Taniguchi Yuki, Yoshihara Satoshi, Hoshida Yoshihiko, Inoue Takayuki, Fujioka Tatsuya, Ikegame Kazuhiro, Kawakami Manabu, Masuda Tomoki, Aozasa Katsuyuki, Kawase Ichiro, Ogawa Hiroyasu
Department of Molecular Medicine, Osaka University Graduate School of Medicine, Osaka, Japan.
Exp Hematol. 2008 Sep;36(9):1216-25. doi: 10.1016/j.exphem.2008.03.018. Epub 2008 Jul 2.
We investigated whether established graft-vs-host disease (GVHD) could be successfully treated by a second allogeneic bone marrow transplantation (BMT) through elimination of first donor-derived lymphocytes responsible for GVHD.
In a murine GVHD model of BDF1 (H-2(b/d))-->B6C3F1(H-2(b/k)), GVHD mice underwent a second BMT using a graft (1 x 10(7) bone marrow and 3 x 10(7) spleen cells) from a major histocompatibility complex (MHC) antigen haploidentically mismatched (to host and also to first donor) mouse strain, B6B10F1(H-2(b/s)), following low-dose total body irradiation (TBI) 2 to 3 weeks after the first BMT.
Results demonstrated that severe GVHD could be successfully and stably treated by a second allogeneic BMT. For successful treatment of GVHD, rapid achievement of full second-donor T-cell chimerism was required. Furthermore, we showed that mice with GVHD could easily accept MHC haploidentically mismatched second-donor hematopoietic cells even after minimal conditioning (2-4 Gy TBI) because they were in a profoundly immunosuppressed state, and that the mice were relatively resistant to new development of GVHD by second-donor grafts. Furthermore, the timing of the second BMT, the intensity of conditioning treatment (GVHD mice are very sensitive), and donor selection were also found to be important for obtaining successful outcomes. Increased regulatory T cells and reduction of interferon-gamma levels may be involved in tolerance induction.

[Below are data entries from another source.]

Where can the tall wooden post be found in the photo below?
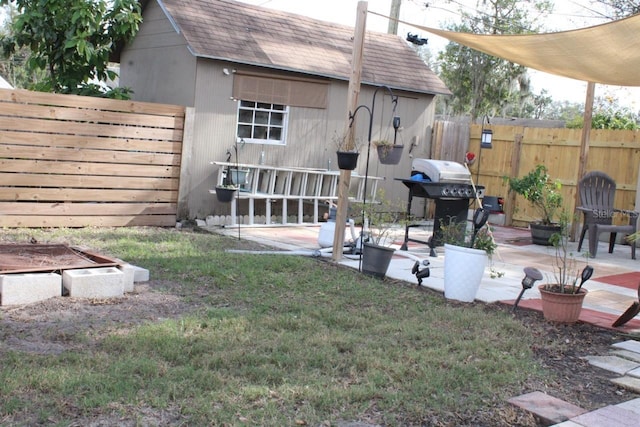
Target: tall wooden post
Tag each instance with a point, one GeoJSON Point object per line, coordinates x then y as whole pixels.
{"type": "Point", "coordinates": [584, 149]}
{"type": "Point", "coordinates": [352, 103]}
{"type": "Point", "coordinates": [394, 14]}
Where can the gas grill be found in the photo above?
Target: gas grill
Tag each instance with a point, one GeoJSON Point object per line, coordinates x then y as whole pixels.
{"type": "Point", "coordinates": [449, 184]}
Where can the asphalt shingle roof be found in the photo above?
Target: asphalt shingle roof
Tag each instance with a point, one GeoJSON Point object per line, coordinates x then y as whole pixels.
{"type": "Point", "coordinates": [246, 34]}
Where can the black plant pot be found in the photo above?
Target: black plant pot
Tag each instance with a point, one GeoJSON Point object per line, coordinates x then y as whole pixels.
{"type": "Point", "coordinates": [224, 194]}
{"type": "Point", "coordinates": [541, 233]}
{"type": "Point", "coordinates": [376, 259]}
{"type": "Point", "coordinates": [347, 160]}
{"type": "Point", "coordinates": [390, 154]}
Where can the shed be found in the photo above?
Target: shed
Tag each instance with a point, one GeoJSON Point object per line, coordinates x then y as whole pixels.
{"type": "Point", "coordinates": [275, 84]}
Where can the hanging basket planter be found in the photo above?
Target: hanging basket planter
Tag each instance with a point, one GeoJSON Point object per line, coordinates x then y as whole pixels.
{"type": "Point", "coordinates": [347, 160]}
{"type": "Point", "coordinates": [225, 194]}
{"type": "Point", "coordinates": [390, 154]}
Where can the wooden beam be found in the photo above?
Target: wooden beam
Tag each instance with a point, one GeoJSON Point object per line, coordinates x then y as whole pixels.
{"type": "Point", "coordinates": [352, 103]}
{"type": "Point", "coordinates": [584, 149]}
{"type": "Point", "coordinates": [515, 168]}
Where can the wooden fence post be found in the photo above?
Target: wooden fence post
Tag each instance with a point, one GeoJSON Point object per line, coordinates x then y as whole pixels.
{"type": "Point", "coordinates": [515, 167]}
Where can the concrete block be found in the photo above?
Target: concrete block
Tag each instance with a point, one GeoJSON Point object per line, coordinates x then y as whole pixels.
{"type": "Point", "coordinates": [628, 382]}
{"type": "Point", "coordinates": [28, 288]}
{"type": "Point", "coordinates": [140, 274]}
{"type": "Point", "coordinates": [631, 405]}
{"type": "Point", "coordinates": [105, 282]}
{"type": "Point", "coordinates": [549, 409]}
{"type": "Point", "coordinates": [613, 363]}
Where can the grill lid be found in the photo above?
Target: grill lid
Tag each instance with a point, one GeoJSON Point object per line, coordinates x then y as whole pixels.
{"type": "Point", "coordinates": [442, 170]}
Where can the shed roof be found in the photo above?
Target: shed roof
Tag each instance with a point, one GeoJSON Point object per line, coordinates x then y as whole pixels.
{"type": "Point", "coordinates": [237, 32]}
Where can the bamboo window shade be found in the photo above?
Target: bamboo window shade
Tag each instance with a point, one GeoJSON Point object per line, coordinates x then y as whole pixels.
{"type": "Point", "coordinates": [273, 89]}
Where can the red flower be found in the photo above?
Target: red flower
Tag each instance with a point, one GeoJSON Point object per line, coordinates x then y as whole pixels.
{"type": "Point", "coordinates": [469, 158]}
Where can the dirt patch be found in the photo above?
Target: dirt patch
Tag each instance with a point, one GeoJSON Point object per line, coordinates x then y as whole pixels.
{"type": "Point", "coordinates": [49, 327]}
{"type": "Point", "coordinates": [18, 258]}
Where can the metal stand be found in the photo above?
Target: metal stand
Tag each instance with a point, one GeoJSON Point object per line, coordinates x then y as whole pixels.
{"type": "Point", "coordinates": [396, 125]}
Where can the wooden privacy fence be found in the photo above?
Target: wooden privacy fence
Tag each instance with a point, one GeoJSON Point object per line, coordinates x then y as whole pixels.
{"type": "Point", "coordinates": [517, 150]}
{"type": "Point", "coordinates": [72, 161]}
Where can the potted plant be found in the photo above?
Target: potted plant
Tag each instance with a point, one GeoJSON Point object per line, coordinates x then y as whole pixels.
{"type": "Point", "coordinates": [466, 252]}
{"type": "Point", "coordinates": [379, 218]}
{"type": "Point", "coordinates": [544, 196]}
{"type": "Point", "coordinates": [562, 297]}
{"type": "Point", "coordinates": [388, 152]}
{"type": "Point", "coordinates": [346, 150]}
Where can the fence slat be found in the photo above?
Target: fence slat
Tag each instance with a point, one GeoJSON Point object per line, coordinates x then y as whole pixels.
{"type": "Point", "coordinates": [72, 161]}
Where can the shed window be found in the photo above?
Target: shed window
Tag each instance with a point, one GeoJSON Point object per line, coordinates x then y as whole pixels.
{"type": "Point", "coordinates": [262, 123]}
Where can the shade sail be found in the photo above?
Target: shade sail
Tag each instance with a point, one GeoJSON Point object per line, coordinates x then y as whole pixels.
{"type": "Point", "coordinates": [608, 53]}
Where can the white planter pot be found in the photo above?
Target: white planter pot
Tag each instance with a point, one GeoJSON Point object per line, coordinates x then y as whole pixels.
{"type": "Point", "coordinates": [463, 270]}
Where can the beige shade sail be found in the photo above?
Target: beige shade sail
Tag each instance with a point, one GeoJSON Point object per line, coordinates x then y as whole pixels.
{"type": "Point", "coordinates": [608, 53]}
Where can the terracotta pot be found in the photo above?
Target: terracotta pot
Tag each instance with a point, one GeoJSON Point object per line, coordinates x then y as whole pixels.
{"type": "Point", "coordinates": [559, 307]}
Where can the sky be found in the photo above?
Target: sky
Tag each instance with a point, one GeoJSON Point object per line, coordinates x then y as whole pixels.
{"type": "Point", "coordinates": [567, 15]}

We demonstrated that established GVHD in a murine GVHD model could be successfully treated by a second BMT from a third-party allogeneic donor.

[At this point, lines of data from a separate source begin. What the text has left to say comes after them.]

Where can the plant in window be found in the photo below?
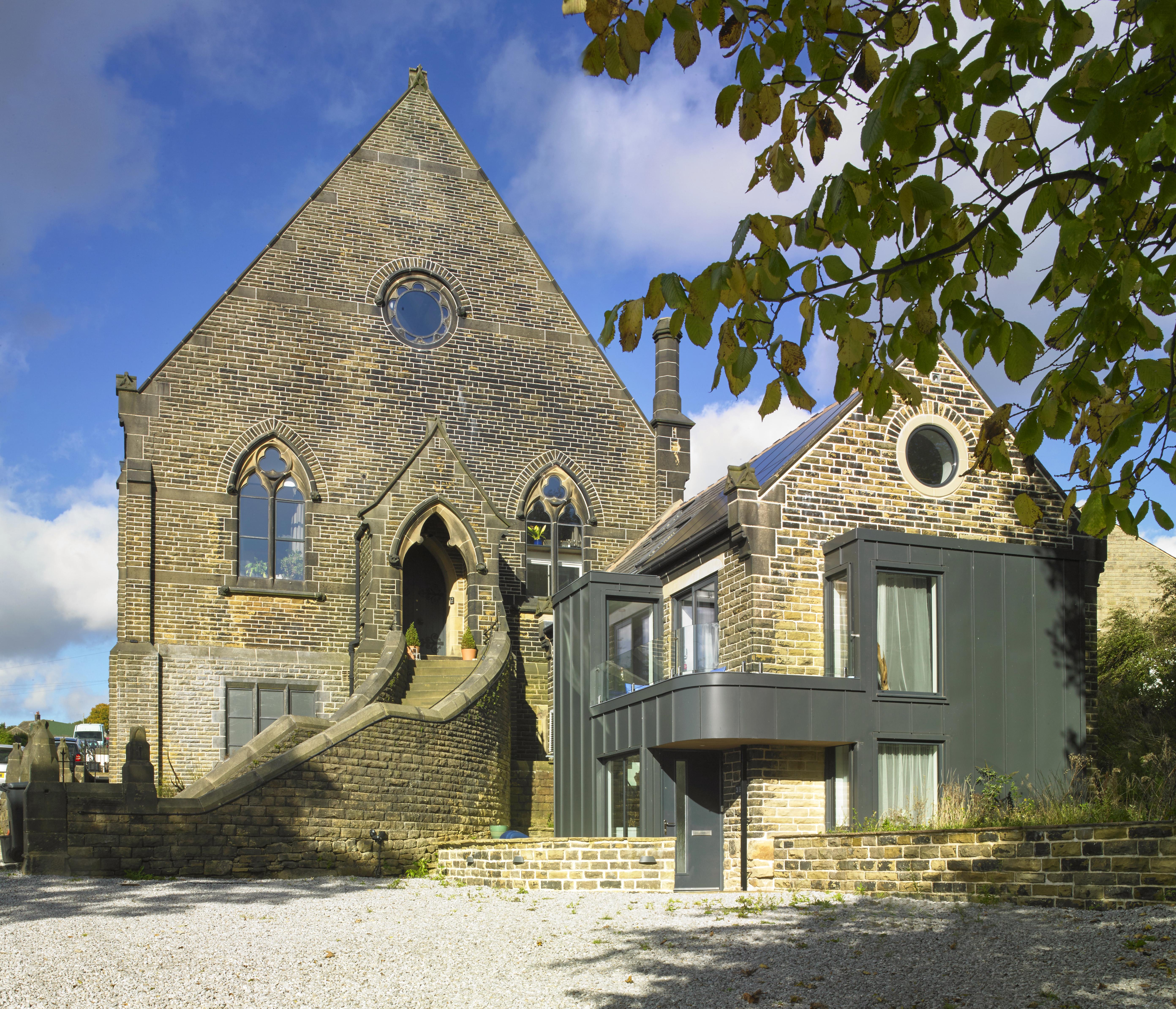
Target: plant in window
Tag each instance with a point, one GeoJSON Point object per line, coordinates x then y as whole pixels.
{"type": "Point", "coordinates": [468, 645]}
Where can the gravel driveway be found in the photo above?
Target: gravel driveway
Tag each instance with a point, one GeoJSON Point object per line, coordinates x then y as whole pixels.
{"type": "Point", "coordinates": [360, 944]}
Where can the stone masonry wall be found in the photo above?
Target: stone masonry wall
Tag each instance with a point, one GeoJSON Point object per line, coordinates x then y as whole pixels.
{"type": "Point", "coordinates": [785, 793]}
{"type": "Point", "coordinates": [1108, 865]}
{"type": "Point", "coordinates": [299, 350]}
{"type": "Point", "coordinates": [772, 606]}
{"type": "Point", "coordinates": [423, 783]}
{"type": "Point", "coordinates": [566, 864]}
{"type": "Point", "coordinates": [1130, 578]}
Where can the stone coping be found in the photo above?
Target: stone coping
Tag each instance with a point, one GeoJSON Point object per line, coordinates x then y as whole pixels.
{"type": "Point", "coordinates": [557, 843]}
{"type": "Point", "coordinates": [814, 840]}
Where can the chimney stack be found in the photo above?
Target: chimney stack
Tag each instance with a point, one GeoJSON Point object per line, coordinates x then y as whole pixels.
{"type": "Point", "coordinates": [672, 427]}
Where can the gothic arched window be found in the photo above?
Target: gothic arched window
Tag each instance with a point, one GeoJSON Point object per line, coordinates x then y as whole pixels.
{"type": "Point", "coordinates": [554, 503]}
{"type": "Point", "coordinates": [271, 520]}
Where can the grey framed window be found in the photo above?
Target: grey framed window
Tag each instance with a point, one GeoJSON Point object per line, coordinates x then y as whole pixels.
{"type": "Point", "coordinates": [253, 707]}
{"type": "Point", "coordinates": [272, 523]}
{"type": "Point", "coordinates": [839, 626]}
{"type": "Point", "coordinates": [624, 777]}
{"type": "Point", "coordinates": [908, 644]}
{"type": "Point", "coordinates": [908, 780]}
{"type": "Point", "coordinates": [696, 614]}
{"type": "Point", "coordinates": [838, 787]}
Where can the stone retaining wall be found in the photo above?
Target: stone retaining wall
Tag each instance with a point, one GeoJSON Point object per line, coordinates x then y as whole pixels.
{"type": "Point", "coordinates": [1102, 865]}
{"type": "Point", "coordinates": [563, 864]}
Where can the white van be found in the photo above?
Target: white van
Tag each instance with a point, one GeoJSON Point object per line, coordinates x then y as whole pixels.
{"type": "Point", "coordinates": [95, 735]}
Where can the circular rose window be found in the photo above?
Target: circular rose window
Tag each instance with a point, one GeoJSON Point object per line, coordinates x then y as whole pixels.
{"type": "Point", "coordinates": [931, 455]}
{"type": "Point", "coordinates": [420, 310]}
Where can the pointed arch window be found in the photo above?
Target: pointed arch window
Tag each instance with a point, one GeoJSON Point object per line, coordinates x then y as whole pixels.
{"type": "Point", "coordinates": [272, 520]}
{"type": "Point", "coordinates": [553, 536]}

我们研究了通过消除负责移植物抗宿主病(GVHD)的首个供体来源的淋巴细胞,第二次同种异体骨髓移植(BMT)是否能够成功治疗已确立的GVHD。
在BDF1(H-2(b/d))→B6C3F1(H-2(b/k))的小鼠GVHD模型中,在首次BMT后2至3周进行低剂量全身照射(TBI),然后用来自主要组织相容性复合体(MHC)抗原单倍体不匹配(与宿主以及首个供体均不匹配)的小鼠品系B6B10F1(H-2(b/s))的移植物(1×10⁷骨髓细胞和3×10⁷脾细胞)对患有GVHD的小鼠进行第二次BMT。

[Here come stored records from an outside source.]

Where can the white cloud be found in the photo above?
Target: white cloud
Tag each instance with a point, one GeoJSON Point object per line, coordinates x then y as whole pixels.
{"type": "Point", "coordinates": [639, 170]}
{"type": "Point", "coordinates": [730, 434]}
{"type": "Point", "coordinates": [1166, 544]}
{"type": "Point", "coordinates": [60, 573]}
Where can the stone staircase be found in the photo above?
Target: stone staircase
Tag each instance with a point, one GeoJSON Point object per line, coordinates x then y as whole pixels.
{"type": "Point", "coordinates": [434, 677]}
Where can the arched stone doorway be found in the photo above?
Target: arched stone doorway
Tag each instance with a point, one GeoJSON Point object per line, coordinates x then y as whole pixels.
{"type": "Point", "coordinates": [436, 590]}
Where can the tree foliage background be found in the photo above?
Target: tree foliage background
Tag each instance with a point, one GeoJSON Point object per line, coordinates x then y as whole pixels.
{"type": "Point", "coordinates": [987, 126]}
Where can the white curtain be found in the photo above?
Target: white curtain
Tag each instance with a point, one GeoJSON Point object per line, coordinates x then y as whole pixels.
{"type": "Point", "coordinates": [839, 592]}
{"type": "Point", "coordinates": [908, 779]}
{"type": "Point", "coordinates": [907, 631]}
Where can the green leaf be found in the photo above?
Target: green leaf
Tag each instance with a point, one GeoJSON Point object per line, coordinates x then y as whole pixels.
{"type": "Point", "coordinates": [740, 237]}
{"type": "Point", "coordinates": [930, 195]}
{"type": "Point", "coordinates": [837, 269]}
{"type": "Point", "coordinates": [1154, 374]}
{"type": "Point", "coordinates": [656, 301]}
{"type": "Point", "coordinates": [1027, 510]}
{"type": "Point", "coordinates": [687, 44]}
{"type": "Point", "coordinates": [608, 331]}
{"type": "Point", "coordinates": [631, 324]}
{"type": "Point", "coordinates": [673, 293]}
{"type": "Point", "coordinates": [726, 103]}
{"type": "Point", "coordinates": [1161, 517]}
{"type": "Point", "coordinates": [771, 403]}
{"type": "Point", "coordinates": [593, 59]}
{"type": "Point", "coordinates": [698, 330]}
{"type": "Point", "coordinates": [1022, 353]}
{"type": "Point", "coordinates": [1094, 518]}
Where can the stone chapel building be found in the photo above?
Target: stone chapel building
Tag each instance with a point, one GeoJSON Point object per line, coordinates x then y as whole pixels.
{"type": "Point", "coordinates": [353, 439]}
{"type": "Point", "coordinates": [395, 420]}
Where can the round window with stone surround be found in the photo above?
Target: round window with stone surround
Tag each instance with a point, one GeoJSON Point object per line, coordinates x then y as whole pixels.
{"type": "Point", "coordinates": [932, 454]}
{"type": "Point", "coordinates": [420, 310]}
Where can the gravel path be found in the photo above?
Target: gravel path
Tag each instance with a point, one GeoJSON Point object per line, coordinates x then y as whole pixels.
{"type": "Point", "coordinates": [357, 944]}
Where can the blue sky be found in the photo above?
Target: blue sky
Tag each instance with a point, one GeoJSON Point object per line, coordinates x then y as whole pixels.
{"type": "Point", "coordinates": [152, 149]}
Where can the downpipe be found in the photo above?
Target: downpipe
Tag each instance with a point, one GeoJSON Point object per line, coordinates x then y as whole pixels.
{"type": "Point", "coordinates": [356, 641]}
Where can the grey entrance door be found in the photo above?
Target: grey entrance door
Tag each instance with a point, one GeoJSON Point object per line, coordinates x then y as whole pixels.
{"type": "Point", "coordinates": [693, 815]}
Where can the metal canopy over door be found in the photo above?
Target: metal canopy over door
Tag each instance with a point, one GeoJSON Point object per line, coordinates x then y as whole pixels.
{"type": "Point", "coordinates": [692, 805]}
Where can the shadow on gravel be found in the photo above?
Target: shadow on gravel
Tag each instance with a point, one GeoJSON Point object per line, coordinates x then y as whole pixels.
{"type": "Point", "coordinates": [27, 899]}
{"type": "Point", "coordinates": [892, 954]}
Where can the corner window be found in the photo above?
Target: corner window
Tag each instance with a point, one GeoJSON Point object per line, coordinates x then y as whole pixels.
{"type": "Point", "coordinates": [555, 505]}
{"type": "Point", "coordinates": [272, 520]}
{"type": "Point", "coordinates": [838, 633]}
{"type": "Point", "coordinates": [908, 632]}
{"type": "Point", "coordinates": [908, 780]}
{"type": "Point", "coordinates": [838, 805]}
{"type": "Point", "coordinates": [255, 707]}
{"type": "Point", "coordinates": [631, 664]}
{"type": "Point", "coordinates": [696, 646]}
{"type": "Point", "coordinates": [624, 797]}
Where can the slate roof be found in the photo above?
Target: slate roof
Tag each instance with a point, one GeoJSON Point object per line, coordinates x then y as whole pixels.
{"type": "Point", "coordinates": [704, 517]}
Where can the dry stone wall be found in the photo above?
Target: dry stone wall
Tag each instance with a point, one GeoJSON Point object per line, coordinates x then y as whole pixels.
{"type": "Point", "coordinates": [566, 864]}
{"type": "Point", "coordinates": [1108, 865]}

结果表明,第二次同种异体BMT能够成功且稳定地治疗严重GVHD。为成功治疗GVHD,需要快速实现完全的第二个供体T细胞嵌合。此外,我们发现患有GVHD的小鼠即使在经过最小预处理(2 - 4 Gy TBI)后也能够轻易接受MHC单倍体不匹配的第二个供体造血细胞,因为它们处于深度免疫抑制状态,并且这些小鼠对第二个供体移植物新引发的GVHD相对具有抗性。此外,还发现第二次BMT的时机、预处理治疗的强度(GVHD小鼠非常敏感)以及供体选择对于获得成功结果也很重要。调节性T细胞增加和干扰素-γ水平降低可能参与了耐受性诱导。
我们证明,在小鼠GVHD模型中已确立的GVHD可以通过来自第三方同种异体供体的第二次BMT成功治疗。